6. Data and documents produced by NHSE are funded by the taxpayer. None of it should be confidential unless this is absolutely essential.
7. Clinicians in the NHS spend money in the daily decisions they make, but few are engaged in managing systems, budgets and population health and you are just about to lose a significant number of primary care system leaders. You will never get the NHS finances under control and waiting lists down if clinicians are not engaged at all levels of the organisations.
8. Please stop the spin in press releases and ensure the NHS workforce get the news first or at least at the same time as the national media. You are not the government.
9. Encourage all your staff to be open and make good, timely, evidence-based decisions. This will encourage leadership behaviour and innovation at all levels.
10. Beware if someone likes or insists on their titles being used (Sir, Professor!). Check if they are delivering for patients.
11. Value primary care. It is not perfect but incredibly cost effective and takes, at its best, significant burden away from hospitals. In NHSE, the vast majority of your clinical team and leadership is from the acute sector. You need the right people in the room to ensure the decisions made are the right ones. Remember that for every 2.7 hospital beds, 1,000 are managed in the community by primary care and about half of the doctors are GPs.
12. I count at least 22 separate regulators in the NHS. You are slimming them down, but the balance of resource put into regulation versus quality improvement needs to change, along with an understanding that command and control is just one technique of engineering change. Enabling and encouraging innovation and cooperation at all levels of the NHS will often deliver far more.
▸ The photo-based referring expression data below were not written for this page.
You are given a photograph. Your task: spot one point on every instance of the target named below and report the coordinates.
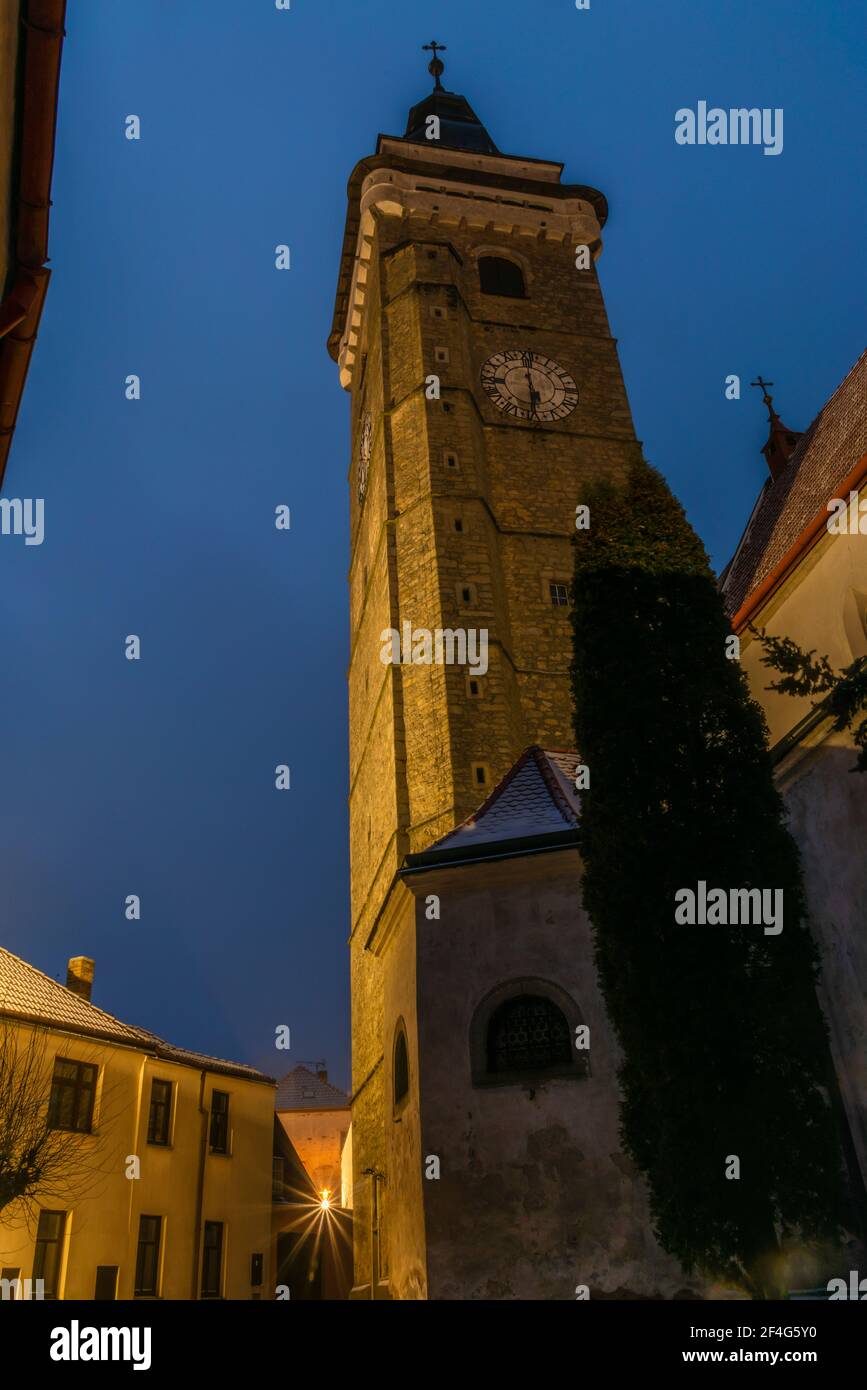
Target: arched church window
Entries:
(500, 277)
(528, 1034)
(402, 1066)
(525, 1030)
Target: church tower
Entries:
(471, 334)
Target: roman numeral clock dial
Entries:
(525, 385)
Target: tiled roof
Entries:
(823, 458)
(303, 1090)
(537, 797)
(25, 993)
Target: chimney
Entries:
(79, 976)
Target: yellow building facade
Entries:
(163, 1184)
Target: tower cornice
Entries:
(468, 186)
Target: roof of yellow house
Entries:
(28, 994)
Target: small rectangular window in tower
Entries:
(106, 1283)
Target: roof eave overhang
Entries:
(21, 309)
(514, 848)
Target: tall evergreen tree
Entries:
(724, 1044)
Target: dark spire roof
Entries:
(781, 439)
(459, 125)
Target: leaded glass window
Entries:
(528, 1034)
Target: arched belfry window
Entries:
(524, 1032)
(400, 1070)
(500, 277)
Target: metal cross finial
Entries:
(435, 66)
(764, 388)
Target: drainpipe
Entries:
(199, 1189)
(375, 1176)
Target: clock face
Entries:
(364, 452)
(527, 385)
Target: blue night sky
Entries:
(157, 777)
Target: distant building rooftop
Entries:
(795, 501)
(32, 997)
(306, 1090)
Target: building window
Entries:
(147, 1257)
(106, 1283)
(527, 1030)
(528, 1034)
(72, 1096)
(220, 1122)
(159, 1116)
(47, 1257)
(211, 1260)
(402, 1066)
(500, 277)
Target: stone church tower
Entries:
(471, 334)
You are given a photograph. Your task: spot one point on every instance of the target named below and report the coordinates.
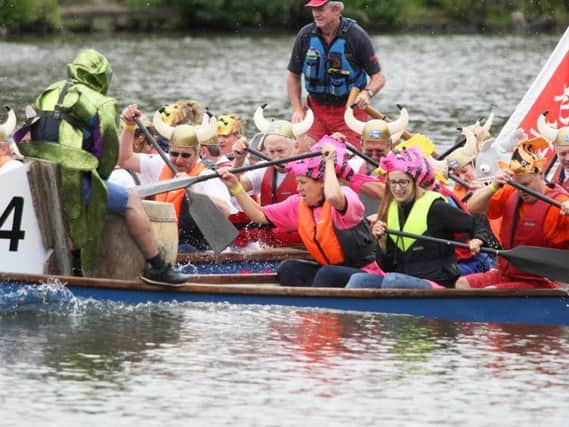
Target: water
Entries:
(444, 81)
(93, 363)
(66, 362)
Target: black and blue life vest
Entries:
(327, 70)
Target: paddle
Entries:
(177, 183)
(547, 262)
(376, 164)
(217, 230)
(258, 154)
(535, 194)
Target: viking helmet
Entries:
(549, 131)
(8, 126)
(282, 127)
(462, 156)
(527, 157)
(377, 130)
(186, 135)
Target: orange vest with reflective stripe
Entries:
(176, 197)
(320, 239)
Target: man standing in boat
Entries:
(77, 128)
(526, 220)
(335, 55)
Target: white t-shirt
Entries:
(256, 178)
(123, 178)
(151, 167)
(10, 165)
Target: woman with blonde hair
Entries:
(410, 207)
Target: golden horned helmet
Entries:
(186, 135)
(282, 127)
(7, 128)
(527, 157)
(376, 130)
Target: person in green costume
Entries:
(76, 127)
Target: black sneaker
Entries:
(165, 275)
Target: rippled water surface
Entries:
(90, 363)
(65, 362)
(444, 81)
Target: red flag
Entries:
(549, 92)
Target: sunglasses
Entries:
(403, 183)
(183, 155)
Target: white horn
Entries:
(354, 124)
(547, 131)
(163, 129)
(208, 131)
(305, 125)
(10, 124)
(30, 112)
(488, 123)
(471, 145)
(399, 125)
(262, 124)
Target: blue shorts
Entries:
(117, 196)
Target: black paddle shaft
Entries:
(376, 164)
(177, 183)
(544, 262)
(217, 230)
(534, 193)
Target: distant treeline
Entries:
(285, 15)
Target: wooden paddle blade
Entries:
(215, 227)
(547, 262)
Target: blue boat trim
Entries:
(531, 306)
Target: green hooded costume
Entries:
(87, 146)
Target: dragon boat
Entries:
(35, 262)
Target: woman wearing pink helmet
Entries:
(409, 207)
(329, 219)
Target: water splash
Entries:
(19, 296)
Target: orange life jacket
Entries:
(319, 238)
(176, 197)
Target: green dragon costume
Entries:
(82, 122)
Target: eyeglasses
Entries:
(403, 183)
(183, 155)
(377, 151)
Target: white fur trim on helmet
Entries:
(548, 130)
(354, 124)
(398, 126)
(304, 126)
(162, 128)
(209, 130)
(184, 134)
(7, 128)
(282, 127)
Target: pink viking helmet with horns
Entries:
(550, 132)
(282, 127)
(7, 128)
(186, 135)
(412, 162)
(378, 129)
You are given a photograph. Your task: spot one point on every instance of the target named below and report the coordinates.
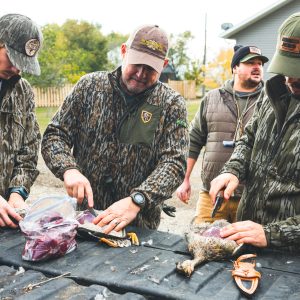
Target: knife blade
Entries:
(90, 209)
(218, 203)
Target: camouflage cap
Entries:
(22, 39)
(286, 60)
(245, 53)
(148, 45)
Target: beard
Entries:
(250, 83)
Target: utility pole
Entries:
(204, 54)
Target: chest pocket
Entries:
(140, 126)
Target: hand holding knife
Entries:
(218, 204)
(90, 209)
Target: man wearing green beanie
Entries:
(267, 157)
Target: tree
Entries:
(195, 72)
(70, 51)
(178, 52)
(219, 70)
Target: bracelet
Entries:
(19, 190)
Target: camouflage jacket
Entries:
(215, 122)
(120, 149)
(19, 135)
(267, 157)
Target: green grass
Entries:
(44, 114)
(192, 107)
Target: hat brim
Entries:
(285, 65)
(135, 57)
(24, 63)
(264, 59)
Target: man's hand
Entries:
(78, 186)
(183, 192)
(227, 182)
(246, 232)
(7, 210)
(118, 215)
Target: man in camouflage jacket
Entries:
(267, 157)
(218, 125)
(120, 138)
(20, 40)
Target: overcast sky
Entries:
(124, 16)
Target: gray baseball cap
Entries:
(22, 39)
(286, 60)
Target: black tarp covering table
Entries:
(149, 270)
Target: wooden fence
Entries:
(51, 96)
(54, 96)
(186, 88)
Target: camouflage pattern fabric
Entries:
(267, 157)
(215, 122)
(88, 133)
(19, 136)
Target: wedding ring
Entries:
(116, 223)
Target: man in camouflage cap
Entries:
(267, 157)
(120, 138)
(20, 40)
(218, 125)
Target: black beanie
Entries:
(241, 52)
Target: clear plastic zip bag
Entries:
(49, 227)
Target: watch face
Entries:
(139, 198)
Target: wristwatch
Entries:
(139, 199)
(19, 190)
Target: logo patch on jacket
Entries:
(146, 116)
(181, 123)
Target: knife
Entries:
(90, 209)
(218, 203)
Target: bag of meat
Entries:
(49, 227)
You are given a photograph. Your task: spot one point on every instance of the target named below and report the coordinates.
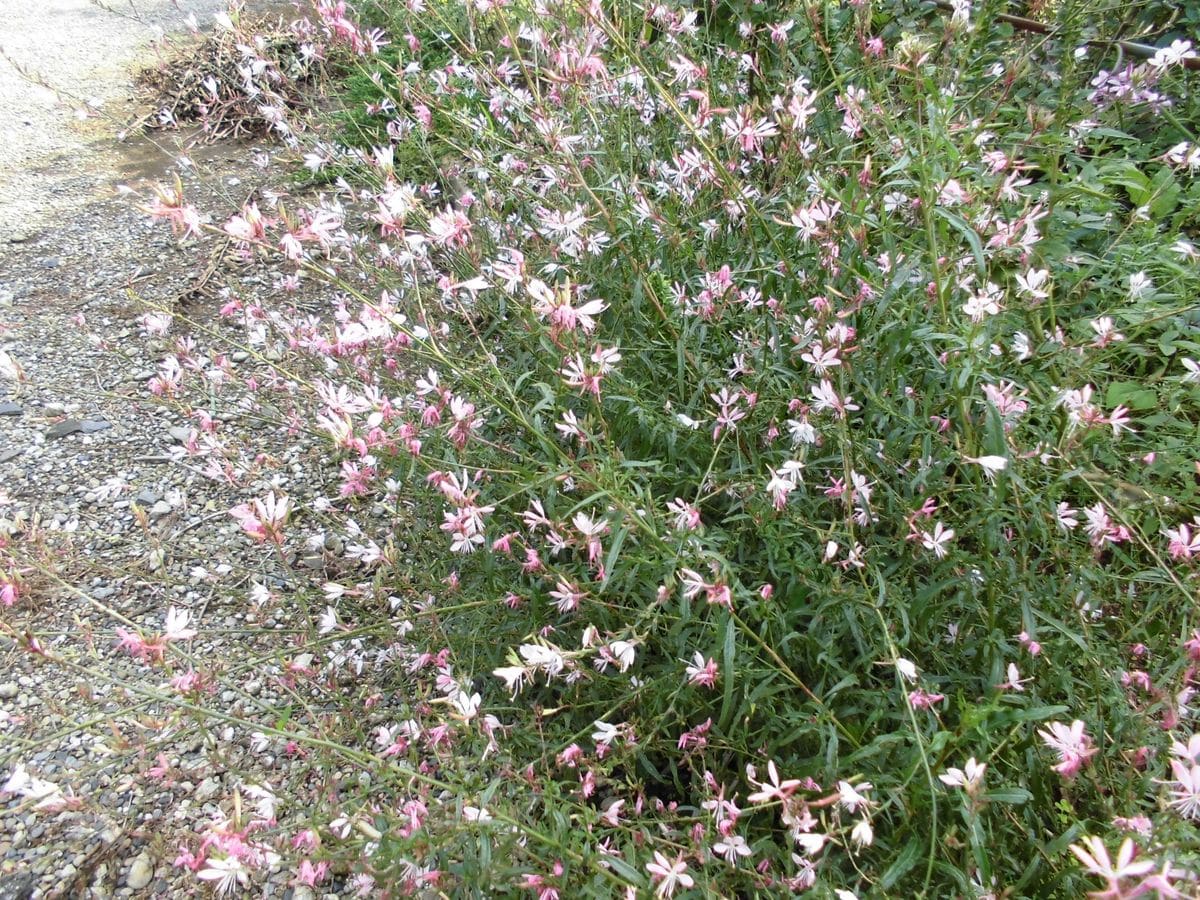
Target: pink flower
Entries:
(669, 875)
(1072, 744)
(702, 672)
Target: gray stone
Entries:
(208, 790)
(141, 873)
(67, 426)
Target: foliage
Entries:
(809, 401)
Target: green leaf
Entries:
(1015, 796)
(909, 857)
(1132, 394)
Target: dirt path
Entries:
(89, 462)
(51, 161)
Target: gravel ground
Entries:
(61, 57)
(87, 463)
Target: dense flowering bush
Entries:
(790, 413)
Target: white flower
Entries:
(907, 669)
(605, 733)
(226, 874)
(466, 703)
(1173, 55)
(177, 625)
(732, 847)
(1033, 283)
(969, 778)
(33, 789)
(624, 652)
(328, 621)
(991, 465)
(813, 844)
(852, 798)
(937, 540)
(863, 834)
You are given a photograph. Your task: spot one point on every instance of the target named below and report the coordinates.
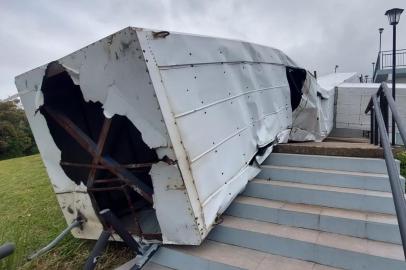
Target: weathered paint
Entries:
(207, 103)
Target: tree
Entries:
(15, 134)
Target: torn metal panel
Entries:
(187, 118)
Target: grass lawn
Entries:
(30, 217)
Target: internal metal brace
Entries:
(76, 223)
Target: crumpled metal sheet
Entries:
(313, 120)
(208, 103)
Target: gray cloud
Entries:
(317, 34)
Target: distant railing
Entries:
(379, 106)
(387, 56)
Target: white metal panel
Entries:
(352, 100)
(208, 103)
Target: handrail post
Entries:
(395, 114)
(394, 179)
(371, 130)
(376, 132)
(384, 109)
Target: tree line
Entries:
(16, 138)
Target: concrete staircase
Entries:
(302, 212)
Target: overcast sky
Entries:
(317, 34)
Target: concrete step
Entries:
(213, 255)
(348, 164)
(335, 197)
(379, 227)
(310, 245)
(327, 177)
(345, 149)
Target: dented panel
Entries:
(189, 120)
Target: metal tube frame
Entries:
(394, 82)
(379, 129)
(394, 179)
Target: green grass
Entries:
(30, 217)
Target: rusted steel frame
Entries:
(98, 166)
(99, 150)
(88, 145)
(152, 236)
(137, 228)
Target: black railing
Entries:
(379, 104)
(386, 59)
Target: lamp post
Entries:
(394, 17)
(380, 38)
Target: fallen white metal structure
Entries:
(165, 129)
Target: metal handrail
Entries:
(387, 56)
(379, 128)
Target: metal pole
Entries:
(97, 250)
(394, 82)
(371, 130)
(373, 70)
(395, 113)
(74, 224)
(396, 187)
(380, 46)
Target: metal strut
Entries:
(76, 223)
(114, 225)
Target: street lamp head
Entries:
(394, 15)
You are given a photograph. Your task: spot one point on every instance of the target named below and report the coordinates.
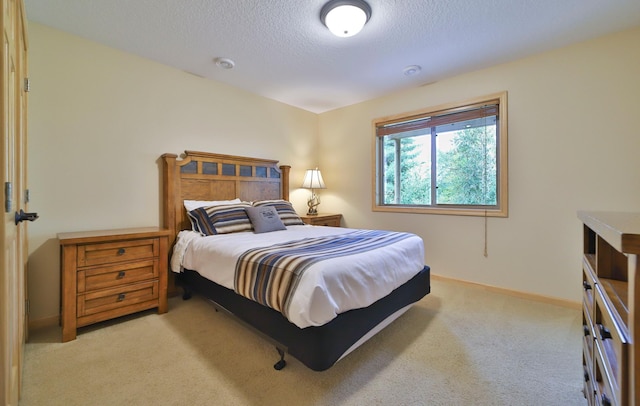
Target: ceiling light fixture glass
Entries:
(345, 18)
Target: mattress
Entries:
(327, 288)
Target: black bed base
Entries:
(316, 347)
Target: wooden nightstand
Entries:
(323, 219)
(111, 273)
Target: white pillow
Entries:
(194, 204)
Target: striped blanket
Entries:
(270, 275)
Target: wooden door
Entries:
(13, 326)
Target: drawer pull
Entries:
(604, 332)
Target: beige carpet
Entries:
(460, 345)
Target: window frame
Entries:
(501, 209)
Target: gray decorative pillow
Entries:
(265, 219)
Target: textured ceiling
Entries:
(282, 51)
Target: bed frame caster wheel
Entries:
(282, 363)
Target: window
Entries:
(446, 160)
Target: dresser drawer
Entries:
(117, 298)
(603, 390)
(119, 251)
(117, 275)
(588, 286)
(612, 348)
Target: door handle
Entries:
(22, 216)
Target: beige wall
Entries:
(573, 144)
(100, 118)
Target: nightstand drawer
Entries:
(116, 275)
(322, 219)
(117, 298)
(120, 251)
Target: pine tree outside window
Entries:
(447, 160)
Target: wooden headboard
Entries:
(207, 176)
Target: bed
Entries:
(317, 342)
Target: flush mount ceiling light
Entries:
(345, 18)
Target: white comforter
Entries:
(327, 288)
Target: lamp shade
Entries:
(345, 18)
(313, 179)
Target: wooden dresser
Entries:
(111, 273)
(611, 303)
(323, 219)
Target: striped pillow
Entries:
(221, 219)
(285, 210)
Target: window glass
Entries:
(450, 160)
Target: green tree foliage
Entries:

13. Ensure every regulator has a wider responsibility to patient care and prevention rather than sitting within their narrow remit. Integrated care will not be delivered unless you ensure all the regulators take an integrated approach.
14. Approximately 47 per cent of people with terminal illness die in hospital. The “vanguards” showed that this could be reduced by two thirds. The only person I have ever come across who would choose to die in hospital rather than in their community surrounded by their loved ones, was a chief executive of an acute trust!
15. Waiting lists are not just solved in hospital. I believe at least 65 per cent of referrals could be managed with the specialist “advice and guidance” system for GPs, which typically gives patients a solution within a week rather than sitting on long or hidden waiting lists.
16. I am nearer to the end of life than the beginning. Most of the NHS budget is spent on people of my age. Meanwhile the health of children has deteriorated, even prior to covid. Forty per cent of 11-year-olds in London are overweight or obese (I like to call it malnourished) and there is only one school nurse for six schools. Are we fair in the NHS budget we apply to children, and shouldn’t we have a nurse in every school and on every school governing board?
17. Our organisation motto at Bromley by Bow is fun, friendship, compassion and assume it is possible – what is yours?
Finally, in anything you do or decide, always ensure the patients are in your heart and mind, as you are buffeted by “interests”.